There are many articles written about how governance is a fundamental part of any successful SharePoint 2010 strategy. However I think that there is a bit of a gap on how we can implement practical governance in SharePoint 2010, using the features that exist in the platform.
To some peoples surprise there are many tools with the platform that can help enforce governance. I’m not going to talk about what governance is, there are many great articles about that, but in this series of articles I am going to talk about some of the techniques that I use to support governance on the 2010 platform. In my view governance is really about controlling SharePoint and the content that resides within SharePoint. I know that governance encompasses a lot more than this from a holistic lever but if we assume for simplicities sake that we simply want to control content then this series will make sense.
One way to govern the growth of content within your SharePoint environment is to make sure that no longer useful versions or draft of documents are deleted. This is one of the many ways that you can control content within SharePoint 2010 on an item level, the other that is most commonly used is implementing Site Quota’s around Site Collections which control the growth of content on a Site Collection level.
Of course this can be done manually but the chances of users actually doing this manual, laborious task are pretty much zero. Ideally what we would like is to be able to delete previous versions and drafts of documents after a specified of time automatically. Sounds like something that might be complicated to do, but it’s actually really easy.

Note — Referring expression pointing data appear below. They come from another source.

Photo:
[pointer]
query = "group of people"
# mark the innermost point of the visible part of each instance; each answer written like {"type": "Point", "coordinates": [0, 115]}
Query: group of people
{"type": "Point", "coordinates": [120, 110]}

From a governance standpoint slowing the growth of content, whilst ensuring that valuable content is retained is something that is frequently requested. So let’s see if we can configure SharePoint 2010 to help us out with this (incidentally this also applies to MOSS 2007 as well)
An automated way to delete previous document versions and drafts that is transparent to end users. Ideally we would like to be able to specify the different types of content that this can apply to and be configurable around dates.
The Solution – Information Management Policies
For me Information Management Policies (IMP’s) is the forgotten golden arrow in many SharePoint implementations. IMP’s are extremely flexible and contain a number of different policies that you can apply: Retention, Auditing, Barcodes and Labels. You can also create your own policies programmatically if you are so inclined as well, check out MSDN.
Policies can also applied to specific Content Types as well which gives us some flexibility.
But today we are going to look at the Retention Policy Feature to see if it can help us manage document versions. We have created a custom Content Types called ‘Contract’ and have some recommendations from the governance committee:
· 1 year after a Contract is created all previous drafts should be deleted
· 2 years after a contract is approved all previous versions should be deleted
So we create our custom Contract Content Type (don’t even start a discussion with me about NOT using content types, I am likely to become extremely agitated J ) and to represent that a contract is approved we have a date field called ‘Approved Date’ as seen below:
Now let’s set up our IMP. Click on Information Management Policy Settings and then click on Retention. A couple of things to note that are important from an Information Architecture perspective. Firstly the Administrative description field is only visible to administrators so fill it in with useful administer focused information:
More important is the Policy Statement which allows you to communicate with end users what the policy is and why. When a user creates or edit’s a document with this policy, they will see the policy statement in the Office client as below. It’s a really great way to provide information to users about policies, all with very little effort:
Now if we click on Add a retention stage we see that we are presented with a number of options.
Firstly we have an event date that contains the dates that are associated with our Content Type. The default Created, Modified and Declared Record dates are there but so is our custom column, Approved Date.
Secondly we have a range of actions that we can perform. The ones that we are interested in are ‘Delete previous drafts’ and ‘Delete all previous versions’. There is also another action that I will talk about next time but that will have to wait.
So back to our requirements firstly we want to delete all previous drafts after one year. That is easy enough:
Then we want to delete all previous versions 2 years after the Contract is approved. That is also easy since we now have our ‘Approved Date’ field that we can use:
So at the end of this we should have our IMP looking something like:
And that’s it really! Now this will happen automatically when the dates are hit on the piece of content. No user input is needed, everything is handled by SharePoint. If you ask me that is pretty impressive, for 5 minutes of configuration we can keep Contract versions in check, satisfying both user and governance requirements.
You might have noticed that there are a lot more options available in Information Management Policies. I will talk about this in latter articles however there are a wide range of possible business scenario’s that IMP’s can handle. You can also launch a workflow at a specified date as well which means that you can easily implement content review life cycles.
However for me one of the most powerful uses of IMP’s and SharePoint 2010 is Content Type Syndication. This allows me to define Content Types, with associated metadata and IMP’s from a central location, and have this available within any Site Collection on the same farm.